A breakthrough in understanding the genetic basis of Gilbert syndrome was achieved in 1995, when abnormalities in the TATAA region of the promoter were identified. The addition of 2 extra bases (TA) to the TATAA region interferes with binding of the transcription factor IID and results in reduced expression of the bilirubin-UGT1 enzyme. In the homozygous state, diminished bilirubin glucuronidation is observed but it is questionable if the same amount of decreased activity can be seen in the heterozygous state. In the Western world, 9% of the population is homozygous and 30% are heterozygous for the variant promoter TA 6/7. A study by Fernandez et al. demonstrated that approximately 50% of the adult Spanish population is heterozygous for the 6/7 genotype. Ulgenalp et al. looked at 110 Turkish infants and found 46% of them to be heterozygous for the 6/7 genotype. These two studies have suggested that the heterozygous TA 6/7 mutation does not significantly contribute to unexplained pathologic or prolonged hyperbilirubinemia. However, a study by Bancroft et al. [5] proposed that the homozygous TA 7/7 polymorphism is associated with a more rapid rise in jaundice over the first 2 days of life when compared to other newborns.

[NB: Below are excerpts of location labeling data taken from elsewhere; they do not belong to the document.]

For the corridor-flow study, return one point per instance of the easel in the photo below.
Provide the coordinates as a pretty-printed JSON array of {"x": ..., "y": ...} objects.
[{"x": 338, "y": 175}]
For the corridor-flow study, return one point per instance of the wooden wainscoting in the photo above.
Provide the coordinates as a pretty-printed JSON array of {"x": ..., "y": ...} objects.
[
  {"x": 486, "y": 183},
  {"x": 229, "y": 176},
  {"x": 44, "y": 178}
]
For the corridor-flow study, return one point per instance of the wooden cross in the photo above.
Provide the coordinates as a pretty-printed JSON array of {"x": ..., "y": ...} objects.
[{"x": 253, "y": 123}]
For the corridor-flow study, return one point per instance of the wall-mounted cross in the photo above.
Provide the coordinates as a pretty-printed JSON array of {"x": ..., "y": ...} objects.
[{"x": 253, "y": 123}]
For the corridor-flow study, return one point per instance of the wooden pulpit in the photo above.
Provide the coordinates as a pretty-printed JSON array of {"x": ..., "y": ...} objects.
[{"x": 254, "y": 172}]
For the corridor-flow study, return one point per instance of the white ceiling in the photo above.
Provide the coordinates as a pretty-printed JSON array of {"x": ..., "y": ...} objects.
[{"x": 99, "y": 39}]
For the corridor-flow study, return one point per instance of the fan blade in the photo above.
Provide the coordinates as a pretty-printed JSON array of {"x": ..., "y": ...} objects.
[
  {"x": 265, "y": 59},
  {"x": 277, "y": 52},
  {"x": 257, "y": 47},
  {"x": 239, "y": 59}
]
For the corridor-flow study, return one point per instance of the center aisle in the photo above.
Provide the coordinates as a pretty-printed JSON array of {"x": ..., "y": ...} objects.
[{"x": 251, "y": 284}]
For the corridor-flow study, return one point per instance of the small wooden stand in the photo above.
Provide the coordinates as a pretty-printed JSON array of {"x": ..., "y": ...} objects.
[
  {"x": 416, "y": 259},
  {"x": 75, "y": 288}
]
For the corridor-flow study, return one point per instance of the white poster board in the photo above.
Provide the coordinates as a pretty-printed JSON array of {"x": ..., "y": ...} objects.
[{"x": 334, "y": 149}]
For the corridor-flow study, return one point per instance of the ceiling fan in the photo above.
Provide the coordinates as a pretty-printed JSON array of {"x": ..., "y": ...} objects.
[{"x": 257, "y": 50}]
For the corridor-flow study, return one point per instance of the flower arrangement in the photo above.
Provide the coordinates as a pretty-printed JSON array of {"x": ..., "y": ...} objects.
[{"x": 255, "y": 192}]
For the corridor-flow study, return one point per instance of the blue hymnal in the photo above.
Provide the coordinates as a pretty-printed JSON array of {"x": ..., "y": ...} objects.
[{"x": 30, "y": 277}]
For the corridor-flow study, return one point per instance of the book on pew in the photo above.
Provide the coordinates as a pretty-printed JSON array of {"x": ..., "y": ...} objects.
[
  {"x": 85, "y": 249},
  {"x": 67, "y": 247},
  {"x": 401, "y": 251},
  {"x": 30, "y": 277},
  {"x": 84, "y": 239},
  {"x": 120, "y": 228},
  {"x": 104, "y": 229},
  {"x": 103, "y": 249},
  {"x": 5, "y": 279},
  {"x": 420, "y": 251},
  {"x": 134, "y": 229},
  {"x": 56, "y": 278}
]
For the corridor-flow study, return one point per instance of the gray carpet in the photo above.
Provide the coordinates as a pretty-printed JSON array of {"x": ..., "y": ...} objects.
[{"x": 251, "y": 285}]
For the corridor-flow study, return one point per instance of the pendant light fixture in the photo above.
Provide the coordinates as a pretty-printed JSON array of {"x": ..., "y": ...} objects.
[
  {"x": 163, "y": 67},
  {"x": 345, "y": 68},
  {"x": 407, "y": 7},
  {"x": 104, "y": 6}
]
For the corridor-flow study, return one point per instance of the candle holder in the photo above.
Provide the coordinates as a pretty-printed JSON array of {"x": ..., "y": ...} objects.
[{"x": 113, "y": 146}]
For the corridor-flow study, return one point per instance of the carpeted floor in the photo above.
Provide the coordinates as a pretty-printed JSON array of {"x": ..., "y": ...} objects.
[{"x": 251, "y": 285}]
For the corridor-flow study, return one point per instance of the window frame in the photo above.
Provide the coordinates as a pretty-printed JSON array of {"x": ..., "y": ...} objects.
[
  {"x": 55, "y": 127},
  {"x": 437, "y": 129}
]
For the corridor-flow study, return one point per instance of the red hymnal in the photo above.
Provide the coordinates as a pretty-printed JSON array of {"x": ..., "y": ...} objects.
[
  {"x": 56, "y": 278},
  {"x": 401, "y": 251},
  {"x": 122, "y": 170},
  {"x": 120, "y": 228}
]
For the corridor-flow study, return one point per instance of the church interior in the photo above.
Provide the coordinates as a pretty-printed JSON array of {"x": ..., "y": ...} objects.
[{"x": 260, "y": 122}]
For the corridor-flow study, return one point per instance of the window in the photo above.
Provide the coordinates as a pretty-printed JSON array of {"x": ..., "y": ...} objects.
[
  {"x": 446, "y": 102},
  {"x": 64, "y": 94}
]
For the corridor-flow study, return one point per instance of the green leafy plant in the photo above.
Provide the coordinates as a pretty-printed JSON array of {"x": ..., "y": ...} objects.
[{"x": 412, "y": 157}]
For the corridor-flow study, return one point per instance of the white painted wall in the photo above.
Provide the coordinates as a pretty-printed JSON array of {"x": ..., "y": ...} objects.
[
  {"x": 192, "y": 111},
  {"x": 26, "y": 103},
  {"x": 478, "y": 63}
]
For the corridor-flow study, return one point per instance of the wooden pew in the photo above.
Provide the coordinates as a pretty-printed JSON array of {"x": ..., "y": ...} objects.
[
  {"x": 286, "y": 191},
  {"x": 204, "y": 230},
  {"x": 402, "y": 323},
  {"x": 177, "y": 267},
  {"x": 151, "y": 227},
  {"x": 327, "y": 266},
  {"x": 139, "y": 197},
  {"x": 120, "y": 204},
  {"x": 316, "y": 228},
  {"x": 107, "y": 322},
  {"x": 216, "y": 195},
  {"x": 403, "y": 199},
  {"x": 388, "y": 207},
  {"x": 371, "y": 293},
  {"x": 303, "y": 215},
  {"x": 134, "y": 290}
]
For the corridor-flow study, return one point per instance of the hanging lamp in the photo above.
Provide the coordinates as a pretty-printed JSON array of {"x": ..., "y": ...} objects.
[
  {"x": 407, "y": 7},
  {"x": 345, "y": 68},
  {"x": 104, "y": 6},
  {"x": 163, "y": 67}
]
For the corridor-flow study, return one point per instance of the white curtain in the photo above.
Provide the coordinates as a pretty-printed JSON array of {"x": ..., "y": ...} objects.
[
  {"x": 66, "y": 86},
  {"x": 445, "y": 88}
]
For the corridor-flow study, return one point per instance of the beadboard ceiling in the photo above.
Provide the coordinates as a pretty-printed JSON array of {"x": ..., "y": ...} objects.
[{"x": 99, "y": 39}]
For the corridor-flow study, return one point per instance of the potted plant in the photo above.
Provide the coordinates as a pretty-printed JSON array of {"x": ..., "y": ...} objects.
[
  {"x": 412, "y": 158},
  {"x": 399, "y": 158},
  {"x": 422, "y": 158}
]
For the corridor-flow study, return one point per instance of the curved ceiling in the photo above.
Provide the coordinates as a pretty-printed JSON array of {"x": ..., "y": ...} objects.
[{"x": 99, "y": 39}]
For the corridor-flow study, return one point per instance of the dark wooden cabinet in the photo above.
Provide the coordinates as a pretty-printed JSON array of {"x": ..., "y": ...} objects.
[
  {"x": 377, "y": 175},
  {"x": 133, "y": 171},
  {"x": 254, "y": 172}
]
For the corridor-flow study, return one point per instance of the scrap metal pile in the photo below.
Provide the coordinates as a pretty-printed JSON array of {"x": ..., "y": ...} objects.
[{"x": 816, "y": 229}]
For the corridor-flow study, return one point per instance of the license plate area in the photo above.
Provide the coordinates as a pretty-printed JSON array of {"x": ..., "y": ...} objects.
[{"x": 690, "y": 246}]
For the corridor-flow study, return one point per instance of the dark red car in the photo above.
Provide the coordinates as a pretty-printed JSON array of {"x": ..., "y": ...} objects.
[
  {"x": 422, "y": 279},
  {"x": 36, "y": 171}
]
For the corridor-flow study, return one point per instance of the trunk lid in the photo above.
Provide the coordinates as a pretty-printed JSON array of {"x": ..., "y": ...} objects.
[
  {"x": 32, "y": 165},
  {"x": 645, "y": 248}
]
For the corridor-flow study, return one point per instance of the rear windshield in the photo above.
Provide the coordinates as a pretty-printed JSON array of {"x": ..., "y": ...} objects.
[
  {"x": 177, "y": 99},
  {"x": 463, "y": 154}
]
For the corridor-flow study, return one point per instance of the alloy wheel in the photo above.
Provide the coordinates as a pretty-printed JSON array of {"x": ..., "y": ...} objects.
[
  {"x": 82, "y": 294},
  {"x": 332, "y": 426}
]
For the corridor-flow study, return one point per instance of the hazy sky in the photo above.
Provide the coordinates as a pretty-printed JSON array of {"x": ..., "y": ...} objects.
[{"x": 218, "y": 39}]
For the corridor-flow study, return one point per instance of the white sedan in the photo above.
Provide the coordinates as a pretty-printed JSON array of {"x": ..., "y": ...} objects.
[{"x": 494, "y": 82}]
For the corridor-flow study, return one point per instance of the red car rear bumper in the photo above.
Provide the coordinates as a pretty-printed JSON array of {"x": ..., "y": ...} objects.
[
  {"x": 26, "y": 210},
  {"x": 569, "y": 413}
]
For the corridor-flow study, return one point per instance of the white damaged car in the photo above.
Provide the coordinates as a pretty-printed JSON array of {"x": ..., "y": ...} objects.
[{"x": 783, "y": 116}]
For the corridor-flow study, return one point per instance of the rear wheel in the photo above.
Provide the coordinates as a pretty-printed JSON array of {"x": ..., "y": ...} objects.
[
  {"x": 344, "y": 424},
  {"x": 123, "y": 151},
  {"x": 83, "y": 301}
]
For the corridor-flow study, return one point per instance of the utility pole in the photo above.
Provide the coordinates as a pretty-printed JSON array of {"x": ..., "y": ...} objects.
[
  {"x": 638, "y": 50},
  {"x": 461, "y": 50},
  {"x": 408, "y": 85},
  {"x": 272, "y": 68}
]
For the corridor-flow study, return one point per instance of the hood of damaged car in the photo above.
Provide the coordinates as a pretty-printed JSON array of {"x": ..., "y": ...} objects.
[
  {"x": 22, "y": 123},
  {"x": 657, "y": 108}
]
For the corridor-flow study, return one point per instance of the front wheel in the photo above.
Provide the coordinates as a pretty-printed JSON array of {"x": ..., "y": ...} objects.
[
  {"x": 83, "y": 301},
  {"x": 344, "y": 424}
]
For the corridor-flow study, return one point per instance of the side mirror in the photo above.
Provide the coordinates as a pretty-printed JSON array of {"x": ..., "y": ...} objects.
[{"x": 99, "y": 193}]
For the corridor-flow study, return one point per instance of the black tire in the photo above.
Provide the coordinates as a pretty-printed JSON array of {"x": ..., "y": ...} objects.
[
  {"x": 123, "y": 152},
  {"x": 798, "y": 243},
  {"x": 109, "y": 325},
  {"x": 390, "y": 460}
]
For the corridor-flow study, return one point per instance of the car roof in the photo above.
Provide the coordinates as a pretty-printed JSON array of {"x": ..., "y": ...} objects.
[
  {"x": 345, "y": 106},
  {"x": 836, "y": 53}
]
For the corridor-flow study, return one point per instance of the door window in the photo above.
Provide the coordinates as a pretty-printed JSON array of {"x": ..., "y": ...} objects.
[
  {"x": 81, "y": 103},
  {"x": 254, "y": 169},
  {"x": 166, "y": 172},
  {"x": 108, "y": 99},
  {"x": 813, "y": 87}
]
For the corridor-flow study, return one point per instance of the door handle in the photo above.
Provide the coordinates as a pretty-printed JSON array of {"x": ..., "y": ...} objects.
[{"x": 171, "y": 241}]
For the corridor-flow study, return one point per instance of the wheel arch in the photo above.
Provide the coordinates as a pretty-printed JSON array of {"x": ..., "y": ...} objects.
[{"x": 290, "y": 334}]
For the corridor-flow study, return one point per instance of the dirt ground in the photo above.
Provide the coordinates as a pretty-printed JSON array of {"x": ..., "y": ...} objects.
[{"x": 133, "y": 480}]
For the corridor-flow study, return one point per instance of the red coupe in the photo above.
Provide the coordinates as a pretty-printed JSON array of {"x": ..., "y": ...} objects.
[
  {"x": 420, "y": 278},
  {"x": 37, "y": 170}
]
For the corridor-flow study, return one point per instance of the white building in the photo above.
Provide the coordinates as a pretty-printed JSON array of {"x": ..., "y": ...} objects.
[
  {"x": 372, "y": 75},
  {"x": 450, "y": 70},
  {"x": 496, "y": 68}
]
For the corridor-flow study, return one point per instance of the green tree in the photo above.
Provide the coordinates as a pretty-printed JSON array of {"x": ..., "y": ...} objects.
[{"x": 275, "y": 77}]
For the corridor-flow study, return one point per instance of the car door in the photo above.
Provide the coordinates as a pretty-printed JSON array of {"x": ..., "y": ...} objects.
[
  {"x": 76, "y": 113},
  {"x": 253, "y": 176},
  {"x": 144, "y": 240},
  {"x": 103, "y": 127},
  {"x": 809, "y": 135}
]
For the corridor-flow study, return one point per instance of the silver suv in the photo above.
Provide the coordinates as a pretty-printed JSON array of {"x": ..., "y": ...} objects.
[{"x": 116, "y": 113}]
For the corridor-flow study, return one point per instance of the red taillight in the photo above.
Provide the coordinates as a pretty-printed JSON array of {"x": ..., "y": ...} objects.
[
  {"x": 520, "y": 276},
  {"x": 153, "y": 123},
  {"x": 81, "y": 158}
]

Our patient is interesting in that his bilirubin did not peak until day 6 of life, but this could be due to the heterozygous polymorphism causing a mild to moderate decrease in enzyme activity. Additional mutations were also found also in our patient. It is believed that when these mutations exist in conjunction with a heterozygous state, neonatal hyperbilirubinemia is more pronounced [5].

Gilbert syndrome can also frequently coexist with other conditions associated with unconjugated hyperbilirubinemia, such as hereditary hemolytic anemia, making the degree of neonatal jaundice more severe. However, this was not observed in our patient. The etiology of the severe anemia in our patient continues to be unclear and is not typically associated with defects in the UGT1A1 gene.

Phenobarbital and other enzyme inducers of the bilirubin-UGT1 system will normalize plasma bilirubin in patients with Gilbert syndrome. This is predominantly due to accelerated bilirubin clearance from enzyme induction but is also due to reduced bilirubin turnover. Steroids can also reduce plasma bilirubin levels in Gilbert syndrome by increasing hepatic uptake and storage of bilirubin. Phenobarbital can be used to differentiate between Crigler-Najjar Type I and Type II, as Type II will respond with a decrease in indirect bilirubin levels. Phenobarbital was used in our patient, but no response was seen, possibly due to the short duration of treatment.

We believe that unexplained moderate to severe prolonged indirect hyperbilirubinemia should raise the suspicion of a UGT1A1 gene mutation. This should prompt genetic testing to help differentiate between Crigler-Najjar and Gilbert’s disease as their clinical courses and treatment vary significantly. There is conflicting data as to whether the heterozygous state of Gilbert syndrome can cause severe neonatal unconjugated hyperbilirubinemia in the absence of other disease. Our case supports those both homozygous and heterozygous forms of Gilbert syndrome should be added to the differential of severe prolonged unconjugated hyperbilirubinemia in the neonate.